Sunday, February 8, 2009

The Hours and Times

It is Sunday afternoon, sunny and rather warm. I am in my office, trying to catch up on work. My law firm, like so many others, underwent a recent “restructuring” and our new motto has become, “We all have to do more with less.” Since the days of the past week have been filled with confusion and lamentation (i.e., people interrupting me a dozen times a day to ask who does what now), I need Sundays to organize myself.

As I look at the calendar, I realize that it is two weeks until the Academy Awards. I have not seen any of the nominated movies. I think this is the first time this has happened since I was a child and my moviegoing was restricted. I was invited to screenings of these films; I could have seen them for free, but I couldn’t get away. And I’m not going to get away before then – I have rehearsals for a reading of my most recent script, Wildflowers of the West, and then on the day of the Awards ceremony I’ll be at BAM seeing The Winter’s Tale.

It’s not that this matters so much as that I feel so out of it. This week I have found myself chatting about the Trojan War and Othello; also Plessy v. Ferguson, Siegfried Sassoon, why that thing that Dr. Who flies in is called a Tardis, and the U.S. Geological Survey. Well, the Survey and Othello come from the fact that I started reading Martha Sandweiss’s wonderful book Passing Strange. I knew the title came from Othello and then I had to look it up:

She swore, in fact, ‘twas strange, ‘twas passing strange
'Twas pitiful, 'twas wondrous pitiful:
She wish'd she had not heard it, yet she wish'd
That heaven had made her such a man: she thank'd me,
And bade me, if I had a friend that loved her,
I should but teach him how to tell my story.
And that would woo her.

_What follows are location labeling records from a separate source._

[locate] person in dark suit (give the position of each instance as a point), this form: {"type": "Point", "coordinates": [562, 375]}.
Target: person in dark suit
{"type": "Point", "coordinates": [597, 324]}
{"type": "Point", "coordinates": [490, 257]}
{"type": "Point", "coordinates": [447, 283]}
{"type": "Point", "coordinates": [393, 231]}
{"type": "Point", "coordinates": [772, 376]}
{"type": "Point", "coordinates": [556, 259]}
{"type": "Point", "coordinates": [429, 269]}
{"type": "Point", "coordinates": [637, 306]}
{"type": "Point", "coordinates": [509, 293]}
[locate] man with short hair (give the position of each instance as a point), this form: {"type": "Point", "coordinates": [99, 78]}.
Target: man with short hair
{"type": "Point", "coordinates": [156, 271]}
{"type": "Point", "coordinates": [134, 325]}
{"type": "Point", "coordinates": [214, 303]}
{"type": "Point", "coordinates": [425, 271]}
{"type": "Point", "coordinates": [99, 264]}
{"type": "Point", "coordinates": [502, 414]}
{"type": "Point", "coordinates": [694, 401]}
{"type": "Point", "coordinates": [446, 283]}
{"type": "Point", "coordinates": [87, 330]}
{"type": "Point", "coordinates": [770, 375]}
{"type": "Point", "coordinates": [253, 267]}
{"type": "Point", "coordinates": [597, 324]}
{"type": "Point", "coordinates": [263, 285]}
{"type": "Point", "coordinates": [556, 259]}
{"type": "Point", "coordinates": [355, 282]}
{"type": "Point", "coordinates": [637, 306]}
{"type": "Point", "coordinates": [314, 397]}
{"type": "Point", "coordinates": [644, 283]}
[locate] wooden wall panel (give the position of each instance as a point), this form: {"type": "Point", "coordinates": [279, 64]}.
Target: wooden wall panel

Upon this hint I spake:
She loved me for the dangers I had pass'd,
And I loved her that she did pity them.

And then I had to read Othello again. Because I remembered my high school English teacher, who was a bit of a cold fish, reading this passage with such passion that her eyes glistened. So I read Othello again and then the evening was over. And I still haven't gotten to the movies.